As you can see from this heat map visualization shots take from the slot with a better angle to the net are more likely to go in. These are some of the unique opportunites you can make from these models.
avg_xG_by_coord <- Test_Fenwick_Data %>% group_by(x, y) %>%
summarise(xg = mean(xG))
ggplot(avg_xG_by_coord, aes(x, y, fill = xg)) + geom_raster() +
scale_fill_gradient(low = 'blue', high = 'red')+
geom_vline(xintercept = 0, color = 'red') +
geom_vline(xintercept = 25, color = 'blue') +
geom_vline(xintercept = 88, color = 'red') +
xlab('X Coordinates') + ylab('Y Coordinates') +
labs(title = 'Average xG Value by Coordinate')
The model I created did a good job of predicting how many goals a player should have.
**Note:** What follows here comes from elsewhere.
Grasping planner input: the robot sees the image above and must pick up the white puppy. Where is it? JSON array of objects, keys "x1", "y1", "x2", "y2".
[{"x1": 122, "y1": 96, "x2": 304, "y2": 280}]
We can use this model and then create visualizations like the ones below to determine how well players have performed.
#code to group xg and goals by player
## Go back ad add the player names for more information
xg_player <- Test_Fenwick_Data %>%
group_by(player_id, team_id_for) %>%
summarise( xG = sum(xG), Goals = sum(is_goal), Difference = sum(xG) - sum(is_goal))
head(xg_player)
## # A tibble: 6 x 5
## # Groups: player_id [6]
## player_id team_id_for xG Goals Difference
## <dbl> <dbl> <dbl> <dbl> <dbl>
## 1 8464989 5 9.20 7 2.20
## 2 8465009 6 5.64 7 -1.36
## 3 8466138 28 12.1 20 -7.94
## 4 8466139 10 20.8 16 4.85
## 5 8468493 10 3.47 5 -1.53
## 6 8468498 15 2.65 3 -0.351
arrange(xg_player, desc(xG))
## # A tibble: 1,005 x 5
## # Groups: player_id [893]
## player_id team_id_for xG Goals Difference
## <dbl> <dbl> <dbl> <dbl> <dbl>
## 1 8475166 10 42.2 49 -6.84
## 2 8477492 21 38.4 46 -7.59
## 3 8475794 25 37.7 37 0.689
## 4 8475169 28 35.7 32 3.74
## 5 8478414 28 35.6 35 0.584
## 6 8475765 19 35.2 44 -8.77
## 7 8475848 8 34.0 33 0.962
## 8 8475314 2 33.7 29 4.72
## 9 8474715 29 33.1 43 -9.91
## 10 8476881 28 33.0 44 -11.0
## # … with 995 more rows
ggplot(aes(x = xG, y = Goals), data = xg_player) +
geom_point() +
geom_smooth(method = 'lm') +
labs(title = 'Expected Goals vs Goals by Player')
# Linear model
play_xg <- lm(Goals ~ xG, data = xg_player)
summary(play_xg)
##
## Call:
## lm(formula = Goals ~ xG, data = xg_player)
##
## Residuals:
## Min 1Q Median 3Q Max
## -13.9279 -1.6197 0.2038 1.1817 21.0743
##
## Coefficients:
## Estimate Std. Error t value Pr(>|t|)
## (Intercept) -1.03877 0.15084 -6.887 1.01e-11 ***
## xG 1.16900 0.01351 86.554 < 2e-16 ***
## ---
## Signif. codes: 0 '***' 0.001 '**' 0.01 '*' 0.05 '.' 0.1 ' ' 1
##
## Residual standard error: 3.438 on 1003 degrees of freedom
## Multiple R-squared: 0.8819, Adjusted R-squared: 0.8818
## F-statistic: 7492 on 1 and 1003 DF, p-value: < 2.2e-16
We can even use the model to assess how well a team performed. How many more or less goals they scored than expected by the model I created.
# By team
## Join the team name in to add more context
xg_team <- Test_Fenwick_Data %>%
group_by(team_id_for) %>%
summarise( xG = sum(xG), Goals = sum(is_goal), Difference = sum(xG) - sum(is_goal))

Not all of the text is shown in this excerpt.